Luckily the South African avocado season is now in full swing and will run up until November. Look out for green-skinned varieties of Fuerte, Edranol, Ryan, Reed and Pinkerton, which remain green when ripe – the stalks come away easily to indicate ripeness, so please don’t squeeze – and the dark-skinned Hass, Maluma Hass and Lamb Hass, which turn an amazing purple-black to show they are table and toast ready.
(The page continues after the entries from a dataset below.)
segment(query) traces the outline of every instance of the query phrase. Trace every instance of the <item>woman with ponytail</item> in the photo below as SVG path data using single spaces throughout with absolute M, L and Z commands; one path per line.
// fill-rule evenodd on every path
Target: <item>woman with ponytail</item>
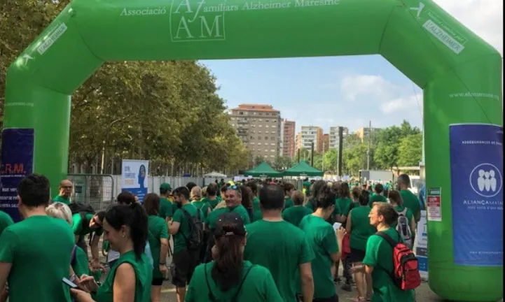
M 196 268 L 186 302 L 282 302 L 270 272 L 243 259 L 246 230 L 240 215 L 219 215 L 214 238 L 214 260 Z
M 314 302 L 338 302 L 333 278 L 345 230 L 340 228 L 335 231 L 326 222 L 335 210 L 335 199 L 331 188 L 321 188 L 315 197 L 314 213 L 304 217 L 299 226 L 316 256 L 311 261 Z
M 71 289 L 78 302 L 149 302 L 153 266 L 146 255 L 148 216 L 139 203 L 117 205 L 104 220 L 104 239 L 120 257 L 99 285 L 85 275 L 80 283 L 86 291 Z

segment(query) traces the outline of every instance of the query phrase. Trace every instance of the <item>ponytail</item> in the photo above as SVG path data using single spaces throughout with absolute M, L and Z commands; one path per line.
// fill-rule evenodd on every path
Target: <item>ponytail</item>
M 212 279 L 223 292 L 237 285 L 243 271 L 242 240 L 244 236 L 228 235 L 216 237 L 219 252 L 214 256 Z
M 139 260 L 146 249 L 148 231 L 147 213 L 142 206 L 139 203 L 114 206 L 105 214 L 105 220 L 116 231 L 123 225 L 128 226 L 133 251 Z

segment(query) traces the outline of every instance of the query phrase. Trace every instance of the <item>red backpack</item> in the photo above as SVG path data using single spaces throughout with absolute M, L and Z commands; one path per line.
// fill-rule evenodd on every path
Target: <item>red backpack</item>
M 389 275 L 396 286 L 403 290 L 414 289 L 421 285 L 421 275 L 419 273 L 417 258 L 412 250 L 401 241 L 396 243 L 387 233 L 379 231 L 375 233 L 385 239 L 393 248 L 393 273 Z

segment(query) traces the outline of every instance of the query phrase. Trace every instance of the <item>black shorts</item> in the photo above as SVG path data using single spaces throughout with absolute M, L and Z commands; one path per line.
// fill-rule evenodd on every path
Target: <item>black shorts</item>
M 351 262 L 361 262 L 365 259 L 365 251 L 351 247 L 351 254 L 349 257 Z
M 199 256 L 199 252 L 189 252 L 186 249 L 174 254 L 172 284 L 177 287 L 186 287 L 189 284 Z
M 163 278 L 153 278 L 153 281 L 151 282 L 151 285 L 161 286 L 163 284 Z

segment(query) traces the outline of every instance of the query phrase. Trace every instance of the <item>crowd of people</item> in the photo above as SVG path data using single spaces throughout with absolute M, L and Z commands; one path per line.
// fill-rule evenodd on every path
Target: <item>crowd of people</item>
M 395 245 L 412 249 L 420 218 L 409 184 L 406 175 L 396 190 L 308 180 L 300 190 L 275 180 L 163 183 L 159 194 L 139 202 L 124 192 L 95 212 L 71 201 L 69 180 L 51 199 L 48 180 L 31 175 L 18 187 L 22 220 L 0 211 L 0 302 L 157 302 L 167 271 L 178 302 L 335 302 L 339 282 L 356 287 L 357 302 L 413 301 L 394 267 Z

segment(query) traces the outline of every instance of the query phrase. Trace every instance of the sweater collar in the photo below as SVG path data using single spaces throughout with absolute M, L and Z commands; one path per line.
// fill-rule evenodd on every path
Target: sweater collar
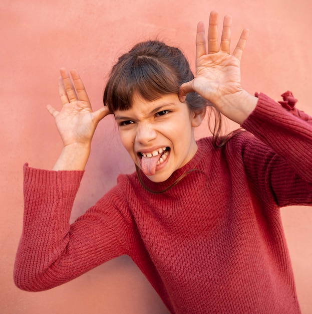
M 176 182 L 181 176 L 187 172 L 198 168 L 198 164 L 201 161 L 203 152 L 204 150 L 204 141 L 201 139 L 196 141 L 197 144 L 197 150 L 193 158 L 187 164 L 182 168 L 176 170 L 171 176 L 165 181 L 163 182 L 153 182 L 151 181 L 143 173 L 139 170 L 140 176 L 144 185 L 152 191 L 155 192 L 162 191 L 166 188 L 170 187 Z

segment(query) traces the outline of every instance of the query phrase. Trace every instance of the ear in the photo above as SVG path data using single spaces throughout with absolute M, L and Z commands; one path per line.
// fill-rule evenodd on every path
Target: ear
M 192 111 L 191 118 L 193 127 L 197 127 L 201 124 L 201 122 L 205 118 L 205 115 L 206 115 L 206 111 L 207 108 L 204 107 L 196 111 Z

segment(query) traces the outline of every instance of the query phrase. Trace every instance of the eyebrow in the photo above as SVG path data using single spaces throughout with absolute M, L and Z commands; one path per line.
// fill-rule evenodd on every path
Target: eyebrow
M 162 105 L 160 105 L 160 106 L 158 106 L 157 107 L 156 107 L 156 108 L 154 108 L 150 113 L 149 113 L 149 115 L 153 115 L 154 114 L 155 114 L 155 113 L 157 113 L 157 112 L 159 112 L 159 111 L 161 111 L 161 109 L 164 107 L 167 107 L 167 106 L 169 106 L 169 107 L 172 107 L 172 106 L 176 106 L 176 104 L 173 103 L 173 102 L 170 102 L 169 103 L 165 103 L 165 104 L 163 104 Z M 133 119 L 133 118 L 131 118 L 130 117 L 127 117 L 126 116 L 123 116 L 123 115 L 116 115 L 115 116 L 115 119 L 116 120 L 132 120 Z

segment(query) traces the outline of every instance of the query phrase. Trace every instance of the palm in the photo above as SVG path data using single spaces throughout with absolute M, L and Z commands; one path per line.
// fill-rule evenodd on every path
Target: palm
M 89 144 L 98 123 L 108 113 L 107 109 L 103 108 L 95 112 L 92 111 L 77 72 L 72 71 L 74 85 L 66 70 L 62 69 L 61 74 L 59 90 L 62 109 L 59 112 L 49 106 L 48 110 L 55 118 L 64 146 L 77 143 Z
M 208 45 L 206 45 L 204 25 L 198 23 L 196 35 L 196 76 L 192 81 L 181 86 L 181 98 L 186 94 L 196 92 L 210 101 L 219 111 L 219 100 L 239 93 L 240 59 L 248 37 L 248 30 L 243 31 L 233 53 L 230 53 L 231 39 L 230 17 L 225 17 L 220 46 L 218 43 L 216 12 L 212 12 L 209 19 Z M 221 106 L 222 106 L 222 105 Z
M 212 102 L 240 89 L 239 60 L 222 52 L 202 56 L 196 64 L 194 90 Z

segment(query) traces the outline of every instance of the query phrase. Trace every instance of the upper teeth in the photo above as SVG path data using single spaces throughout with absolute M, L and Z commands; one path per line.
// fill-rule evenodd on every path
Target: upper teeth
M 150 158 L 152 156 L 154 156 L 154 157 L 155 156 L 157 156 L 159 153 L 162 153 L 165 150 L 166 150 L 166 147 L 163 147 L 162 148 L 159 148 L 158 149 L 156 149 L 156 150 L 153 150 L 153 151 L 151 151 L 150 152 L 147 152 L 147 153 L 142 152 L 142 154 L 143 155 L 144 157 L 147 157 L 147 158 Z

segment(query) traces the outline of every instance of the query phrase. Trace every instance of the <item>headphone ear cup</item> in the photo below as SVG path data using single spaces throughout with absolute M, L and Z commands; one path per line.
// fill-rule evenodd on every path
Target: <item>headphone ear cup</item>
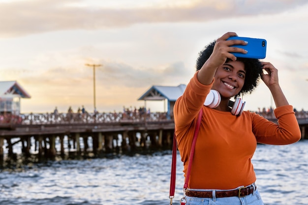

If you’re yet to experience the versatility of avocados, try the Guacamole Tagliatelle or Honey Roast Autumn Veg with Avocado Dressing below. You’ll be hooked!
- Guacamole Tagliatelle
- Honey Roast Autumn Veg with Avocado Dressing
Honey Roast Autumn Veg with Avocado Dressing Recipe
Preparation time: 20 minutes
Cooking time: 30 minutes
- Avocado or olive oil to drizzle
- 1,5 kg autumn vegetables: such as carrots, butternut, sweet potato, baby turnips
- 2-3 stalks thyme, picked
- 15-30 ml (2 – 3 tbsp.) honey
- Juice and zest of 1 orange
- Salt and pepper, to taste
For the Avocado Salsa Verde dressing:
- 2 ripe avocados, peeled and stoned
- 2 cloves garlic, finely chopped
- 15 g (½ punnet) flat leaf parsley plus a little extra for garnish
- 15 g (½ punnet) mint or basil, or a mix of both
- 30 ml (2 tbsp.) capers, drained and patted dry
- 2 anchovy fillets (optional)
- 30 ml (2 tbsp.) red wine vinegar
- 125 ml (½ cup) avocado or olive oil
- 30 ml (2 tbsp.) wholegrain mustard
- Preheat oven to 200˚C and add a drizzle of the oil to a large baking tray. Place the vegetables on the baking tray and toss with the thyme, honey, orange juice and zest, and season well.
- Roast until tender and slightly charred, about 25 – 30 minutes.
- To make the Avocado Salsa Verde: combine one avocado with the remaining ingredients in a food processor and blend. Slice the other avocado to serve.
- Serve the roast vegetables on a platter arranged with slices of avocado and drizzle with the Avocado Salsa Verde dressing and extra flat leaf parsley.